E quella sgradevole sensazione non lo aveva abbandonato nemmeno per un momento, nemmeno quando aveva raccontato a Daphne dell'apparizione di Astoria, del segreto di Scorpius – dandole finalmente ragione – o quando, a denti stretti, le aveva svelato la verità su Hermione, sulla clinica... e su Ronald Weasley.

Daphne, per parte sua, era stata premurosa nel non giudicarlo e aveva più che altro insistito per conoscere ogni dettaglio del suo insolito incontro con Astoria.

«Astoria ed io abbiamo sempre avuto un legame forte...» aveva sospirato infine, una volta conosciuta la verità, trattenendo un singhiozzo «Ecco il perché dei miei sogni. Lei voleva che tu sapessi. Che sapessi di Scorpius. E ha usato me, per farlo».

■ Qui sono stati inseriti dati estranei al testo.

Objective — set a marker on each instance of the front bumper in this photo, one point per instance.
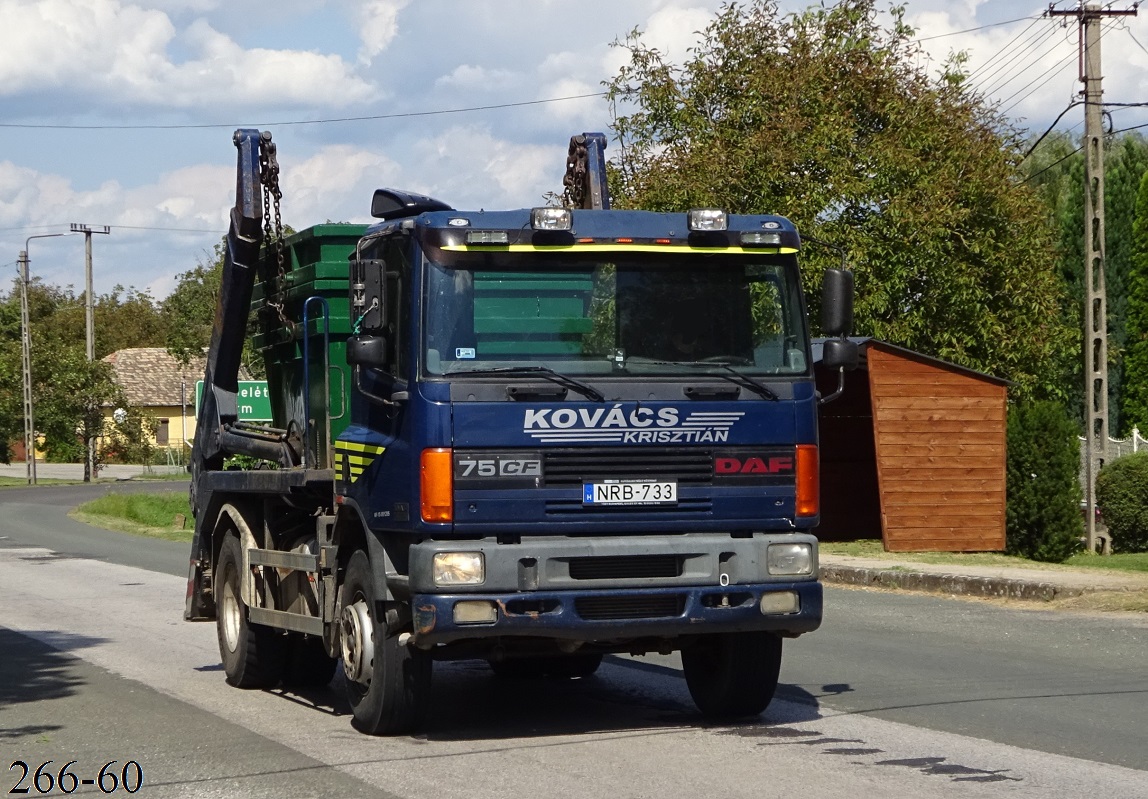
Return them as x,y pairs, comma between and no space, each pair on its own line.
612,614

Aveva parlato con voce lontana, come improvvisamente gettata in pasto ai ricordi, ricordi destinati a rimanere taciuti. Ad ogni modo, Draco aveva annuito con aria pensosa, inghiottendo in un solo sorso le ultime due dita di whisky dal bicchiere che aveva già riempito tre volte prima dell'ultima bevuta, e aveva abbozzato un sorriso poco convinto quando Daphne si era allungata verso di lui per sfiorargli la mano.

«Hai sbagliato...» gli aveva sussurrato, il rimprovero tuttavia diluito da una voce gentile e quasi comprensiva «... ma hai cercato di porre rimedio. Varrà pur qualcosa per lei, no?»

«È complicato...» aveva sospirato lui, lanciandole un'occhiata in tralice.

«No» ribatté la cognata. «Non lo è. Ho visto come ti guarda. Come la guardi. C'è qualcosa fra voi due ormai. Ed è qualcosa molto più forte di una semplice infatuazione. Non gettare tutto al vento, Draco. Astoria...»

«Possiamo non includere Astoria proprio in questa conversazione?» Draco l'aveva interrotta strofinandosi stancamente gli occhi. Non aveva preventivato un tono così brusco, tuttavia non era riuscito a impedire che il macigno del pensiero di Astoria gli ostruisse la gola.

Era stato pronto ad accettare che suo figlio fosse un Dominus Umbrarum, che per un'assurda forma di lealtà verso la madre avesse smesso di parlargli e che lo spettro di sua moglie fosse stato con lui ogni singolo giorno da quando era morta, ma non riusciva ancora ad accettare l'idea di inserire Hermione e Astoria nella stessa conversazione, nella stessa vita... né, probabilmente, nello stesso contesto.

Hermione non era Astoria, Hermione era...

"Mia. Come Astoria. È comunque mia".

E nel momento stesso in cui l'aveva pensato, aveva capito di essere ormai perduto.

* * *

Appariva tranquilla, seduta composta accanto a lui, con le mani in grembo e la testa bassa, ma era apparenza, appunto, e Draco lo sapeva bene.

Il pallore sul viso di Hermione lo teneva in guardia, i tremori sommessi delle sue dita, che stringevano e rilasciavano ripetutamente il tessuto elastico dei jeans, gli facevano presagire la presenza di un'ira talmente dirompente, sotto la pelle, proprio intorno all'anima, da fargli temere per la propria incolumità; era quasi ridicolo, se si pensava che era Weasley, seduto di fronte a loro con l'espressione più seria che Draco ricordava di avergli mai visto assumere, quello che aveva molto da temere. Eppure, forse per una strana sorta di empatia fra demoni, il giovane Malfoy condivideva gran parte della sua tensione.